Can I filter by Do Date is on before now? If I have a task scheduled for today at 5pm I don’t want to see it at 10am.
The filters (and formulas) in Fibery have maximum resolution of a day, so you can’t achieve it directly.
This is because any calculations/filtering that had greater resolution would result in so frequent recalculation that it would create a massive load on the service.
No, that only accounts for day, not time.
Well dang. Unfortunately that’s a deal breaker for me using Fibery. I need that for my task defer dates.
How do you/would you use that feature, if it were available? What are you trying to visualize?
I want to create a view that is filtered to only show incomplete tasks with a do date before now.
I understand that part - I was just wondering what your work process is that needs such a view –
I’m having a hard time imagining how I would need such a view, where I would see rows disappear before my eyes as the minutes tick by…
You actually could accomplish this with a simple Formula, BUT a view that filters on a dynamically changing value like this would not automatically refresh - it would only update when the page is manually refreshed or some other process causes it to re-fetch the records (which could be automated).
Actually, I don’t think you can do it even with a formula, you would probably need to use a scheduled automation (every hour) but it is correct that…
Oh sorry, I misunderstood.
On any given day I might have 60-200 tasks and I need to be able to see only what is actionable at that moment. If I come to my daily tasks and see all 200… that’s unmanageable.
I suggest using a formula that runs on a schedule and sets a flag based on the required criteria, since automations can compare date-time field values with Now()
Then set a view to filter on this flag.
You can create a view that is Sorted by DateTime-Due, and filtered to only show incomplete items that are due before or after today/yesterday/tomorrow/etc.
@Chr1sG - will a view like this automatically update when one of its displayed rows changes status? I.e. when a Task is completed, and the View is filtering on Task status?
Also, a scheduled page refresh can easily be automated via a small browser script.
I usually group tasks into projects, so a straight sort by date/time wont really help.
I’m sensing a theme here. That Fibery is powerful and can do a lot. But it takes so many weird and complicated workarounds to do things that should just work.
LOL Yes, depending on your expectations – the product can come off as a bit “young” compared to more mature tools, and it is still under heavy development. OTOH it also offers a lot of ways to customize/work around missing features.
For example, the Fibery team has prioritized implementing basic (and advanced) features over having a highly polished and consistent “professional level” UI. There are some die-hard Fibery fans (like myself) who think this decision scares off a lot of potential customers.
Another example: a lot of scripting is necessary to implement some of the more “creative” awesome things that Fibery can do, but there is no centralized management for scripts, which makes script maintenance a nightmare – 100+ scripts scattered about, with no good way to find out where they exist or what’s in them, no script libraries or globals, very difficult debugging, etc.
One way of looking at it is like a box of Lego.
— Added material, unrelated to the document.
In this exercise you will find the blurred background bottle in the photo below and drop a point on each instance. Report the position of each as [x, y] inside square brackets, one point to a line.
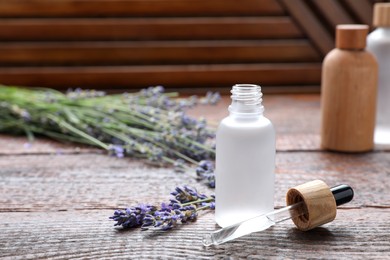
[378, 42]
[349, 92]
If you want a toy car, you’re going to have to do a bit of work to get something usable, and even then it won’t look as pretty as an off-the-shelf toy car.
Or it’s a swiss army knife, which means you will be able to chop branches, file your nails and open a bottle of wine, but for none of these activities will the experience be as good as if you had a chainsaw, manicure set and corkscrew.
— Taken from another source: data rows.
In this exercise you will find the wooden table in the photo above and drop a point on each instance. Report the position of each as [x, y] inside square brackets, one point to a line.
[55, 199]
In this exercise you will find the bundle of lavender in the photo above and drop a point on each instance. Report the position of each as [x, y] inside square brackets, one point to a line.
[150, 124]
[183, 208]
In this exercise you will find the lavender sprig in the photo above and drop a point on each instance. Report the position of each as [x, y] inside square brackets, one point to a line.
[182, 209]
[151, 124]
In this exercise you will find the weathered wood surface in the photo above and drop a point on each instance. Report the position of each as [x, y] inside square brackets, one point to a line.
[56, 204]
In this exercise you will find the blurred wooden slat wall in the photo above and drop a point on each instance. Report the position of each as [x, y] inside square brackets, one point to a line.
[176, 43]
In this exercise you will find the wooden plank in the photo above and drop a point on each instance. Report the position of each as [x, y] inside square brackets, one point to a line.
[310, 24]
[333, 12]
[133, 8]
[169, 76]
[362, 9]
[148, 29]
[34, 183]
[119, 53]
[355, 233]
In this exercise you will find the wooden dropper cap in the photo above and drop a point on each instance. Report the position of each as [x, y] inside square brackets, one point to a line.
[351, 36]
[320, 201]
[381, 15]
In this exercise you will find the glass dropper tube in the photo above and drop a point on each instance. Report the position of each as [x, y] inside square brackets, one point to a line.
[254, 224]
Some people want a shed full of tools, some people like to travel light
With that in mind, you will always be able to find a tool that does some particular thing more easily/better/prettier than Fibery. But if there are a dozen processes you need to manage, you may find that a Fibery-based setup does all of them at a level you can live with.
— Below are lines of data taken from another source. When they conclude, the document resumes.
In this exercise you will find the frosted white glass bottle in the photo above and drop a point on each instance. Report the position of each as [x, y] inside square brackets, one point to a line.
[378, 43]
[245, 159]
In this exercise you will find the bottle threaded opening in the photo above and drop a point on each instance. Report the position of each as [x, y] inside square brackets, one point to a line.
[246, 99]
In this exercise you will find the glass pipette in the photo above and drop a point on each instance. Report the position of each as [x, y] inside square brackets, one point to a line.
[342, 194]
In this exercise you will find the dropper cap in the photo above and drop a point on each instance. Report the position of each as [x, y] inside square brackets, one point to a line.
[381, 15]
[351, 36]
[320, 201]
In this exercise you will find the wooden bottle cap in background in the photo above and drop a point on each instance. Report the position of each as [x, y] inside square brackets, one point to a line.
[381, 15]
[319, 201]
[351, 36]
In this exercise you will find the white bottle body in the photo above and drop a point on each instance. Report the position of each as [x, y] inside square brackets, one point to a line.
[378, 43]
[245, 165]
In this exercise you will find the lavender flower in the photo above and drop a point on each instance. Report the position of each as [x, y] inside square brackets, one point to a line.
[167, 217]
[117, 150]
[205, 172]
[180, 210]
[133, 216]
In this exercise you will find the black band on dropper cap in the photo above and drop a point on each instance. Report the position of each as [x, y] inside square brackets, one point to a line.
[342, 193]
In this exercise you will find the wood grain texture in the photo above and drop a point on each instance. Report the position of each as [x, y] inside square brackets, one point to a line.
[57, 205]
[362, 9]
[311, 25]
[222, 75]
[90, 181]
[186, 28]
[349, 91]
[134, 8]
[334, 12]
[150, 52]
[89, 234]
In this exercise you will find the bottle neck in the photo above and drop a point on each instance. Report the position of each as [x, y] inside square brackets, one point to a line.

There’s a lengthy discussion here in the community about what constitutes an acceptable level for any given function.
For me, part of the problem lies in that each user will have a different idea of what are the specific
“You can please all of the people some of the time, or some of the people all of the time, but…”
Are there any plans for more global/centralized automation management? It would make waiting longer for more native features a LOT more bearable and less chance of eventual abandonment of the platform for people I think.